US expert: Israeli response to coronavirus crisis is ‘right on target’
Compared with the decentralized health system in the US, the Jewish state’s reaction to COVID-19 has been relatively swift and well-organized, says data scientist Dr. Martin Zand
When American medical expert Dr. Martin Zand visited Israel recently, the first coronavirus cases in the country were being diagnosed and publicized. He got on a plane back to the United States shortly afterwards, but he’s kept thinking about the COVID-19 pandemic, and the responses to it in both the US and Israel.
Zand is tackling the pandemic from many angles at the University of Rochester Medical Center in Rochester, New York. A practicing physician, he is the medical center’s senior associate dean for clinical research, as well as the co-director of its Clinical and Translational Science Institute. He coordinates the center’s research response to the COVID-19 pandemic.
He described his role in a phone interview with The Times of Israel as “a combination between an air-traffic controller and a matchmaker,” adding, “I match needs with resources, trying to harmonize these efforts.”
Asked how he keeps himself calm, Zand said that “you have to remain calm in order to be effective and get things done. Pray for the best possible response in bringing cutting-edge therapies to our community and national efforts. Panic is not going to help.”
Zand stayed with family during his visit and he’s been able to continue monitoring the COVID-19 responses in both the US and Israel.
“From what I can see from the news, the response in Israel has actually been right on target,” Zand said. “Social distancing, travel restrictions, the testing and the hospital preparedness, the national response has all been very good.”
He’s a little more critical when it comes to the US. He says there is a “national shortage of a whole variety of supplies for COVID-19 testing.”
Dramatically, in a press conference on March 25, New York Gov. Andrew Cuomo pleaded with the Trump administration to send badly-needed ventilators to help his state, which he called “the canary in the coal mine.”
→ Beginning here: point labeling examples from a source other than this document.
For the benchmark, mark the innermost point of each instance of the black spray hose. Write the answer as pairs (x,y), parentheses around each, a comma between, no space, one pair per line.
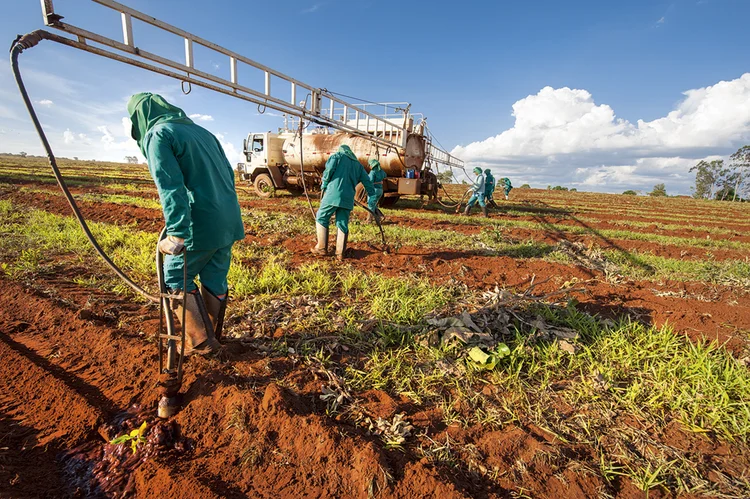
(21,44)
(458,207)
(377,221)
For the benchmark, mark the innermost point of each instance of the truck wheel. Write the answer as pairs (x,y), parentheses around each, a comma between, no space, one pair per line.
(264,186)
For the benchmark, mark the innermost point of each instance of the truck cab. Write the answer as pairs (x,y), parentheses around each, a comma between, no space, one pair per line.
(264,162)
“We have the highest and the fastest rate of infection,” Cuomo said. “Deal with the issue here. Deploy the resources. Deploy the ventilators here in New York for our apex. And then, after the apex passes here, once we’re [past] that critical point, deploy the ventilators to the other parts of the country where they are needed.”
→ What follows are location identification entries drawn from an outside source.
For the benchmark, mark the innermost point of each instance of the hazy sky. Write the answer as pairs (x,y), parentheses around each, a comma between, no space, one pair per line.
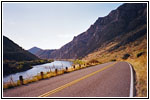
(50,25)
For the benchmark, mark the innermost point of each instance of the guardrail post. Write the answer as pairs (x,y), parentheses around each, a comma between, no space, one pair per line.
(21,80)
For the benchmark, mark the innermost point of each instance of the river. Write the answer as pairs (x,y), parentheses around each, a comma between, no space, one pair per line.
(37,69)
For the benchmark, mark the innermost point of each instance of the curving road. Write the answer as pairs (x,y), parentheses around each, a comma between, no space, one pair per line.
(113,79)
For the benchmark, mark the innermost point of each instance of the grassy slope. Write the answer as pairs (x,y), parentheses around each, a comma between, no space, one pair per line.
(139,63)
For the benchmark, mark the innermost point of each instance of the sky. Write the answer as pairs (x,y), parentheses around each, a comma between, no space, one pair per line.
(50,25)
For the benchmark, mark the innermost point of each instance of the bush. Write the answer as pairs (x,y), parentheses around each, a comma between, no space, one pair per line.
(126,56)
(113,60)
(140,54)
(93,61)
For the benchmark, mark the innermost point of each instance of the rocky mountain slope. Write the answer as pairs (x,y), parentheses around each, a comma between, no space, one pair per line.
(121,26)
(34,50)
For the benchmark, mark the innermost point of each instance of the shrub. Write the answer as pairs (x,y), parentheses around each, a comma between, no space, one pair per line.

Asked about such a system of sequential sharing, Zand said that its concept “is to make sure we shift resources to places that have the most need,” and that his labs have shifted to provide reagents for tests.
He said there is “a national shifting in the US of resources,” and although he has “not been involved in these discussions,” he said, “I know there is coordination in the Rochester health care system to make sure that everyone has adequate resource bases to take care of patients, and at this point there were some discussions about shifting resources to other parts of the country.”
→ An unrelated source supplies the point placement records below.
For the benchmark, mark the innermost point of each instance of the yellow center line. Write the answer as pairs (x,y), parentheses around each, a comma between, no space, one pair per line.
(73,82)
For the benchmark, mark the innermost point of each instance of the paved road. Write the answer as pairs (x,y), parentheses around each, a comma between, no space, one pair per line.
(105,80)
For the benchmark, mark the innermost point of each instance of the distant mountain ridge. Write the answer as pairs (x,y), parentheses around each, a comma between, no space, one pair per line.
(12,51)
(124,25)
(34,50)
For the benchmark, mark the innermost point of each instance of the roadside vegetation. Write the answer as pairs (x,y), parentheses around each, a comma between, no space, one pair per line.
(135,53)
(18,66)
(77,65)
Pros and cons of centralized health care
Zand feels that the decentralized American system of state and county government sometimes works to the nation’s disadvantage. He notes that states and counties all have their own departments of public health, “and at a national level, you don’t have an overruling coordinator of those state efforts in the same way that Israel does.”
According to Zand, “I think the most important contrast between Israel and the US health care system with respect to the COVID-19 pandemic is that Israel has a centralized health care system as well as a central public health care system. That has really helped coordinate the response across the country.”
He said that there are also efforts being coordinated in the US, “but it’s easier to achieve synchrony when you have an integrated national public health system.”
One way Zand sees this reflected in the two countries is in terms of social distancing. He explained that “in the US, because there’s no centralized public health system, social distancing measures are being adapted or defined differently by states.”
He cited “nuances of social distancing in different areas, attempts to deal with hardships of social distancing, especially for people who are involved in critical industries or health care during the crisis and need to work.” And, he asked, “what do you do for single parents who have children at home? How do you work from home when taking care of your elderly family members? … I think we’re all struggling with it.”
Yet, he said, social distancing is one of the “essential pieces” in fighting the virus, a practice that is “really widely accepted and recognized,” along with sheltering in place, maintaining a distance of two meters from people outside, hand-washing, only going out for groceries, medical care or medications, and closing all nonessential businesses in high-risk areas.
“That’s certainly what Israel did early,” Zand said. “Those are a good thing.”
That doesn’t necessarily mean that everyone will follow social distancing even in Israel’s centralized system, he notes.
“It’s going to depend on what the local character of social distancing is,” Zand said, “how often people take that guidance. Social distancing is only as good as the individuals who adhere to it. These kinds of local, regional differences make a difference in how effective it is, how the virus spreads in different regions in Israel.”
Whether it’s a centralized or decentralized system, whether in Israel or the US, Zand recommends following basic guidelines.
“If I had one message to leave to you,” he said, it’s that there is “hope for vaccines and treatments for COVID-19, but it’s going to take a while. We really need to focus on slowing this epidemic” through “public health measures like washing your hands, social distancing, staying home except for very, very essential things, shopping for food and medical concerns. Give the system a chance to come up with this treatment.”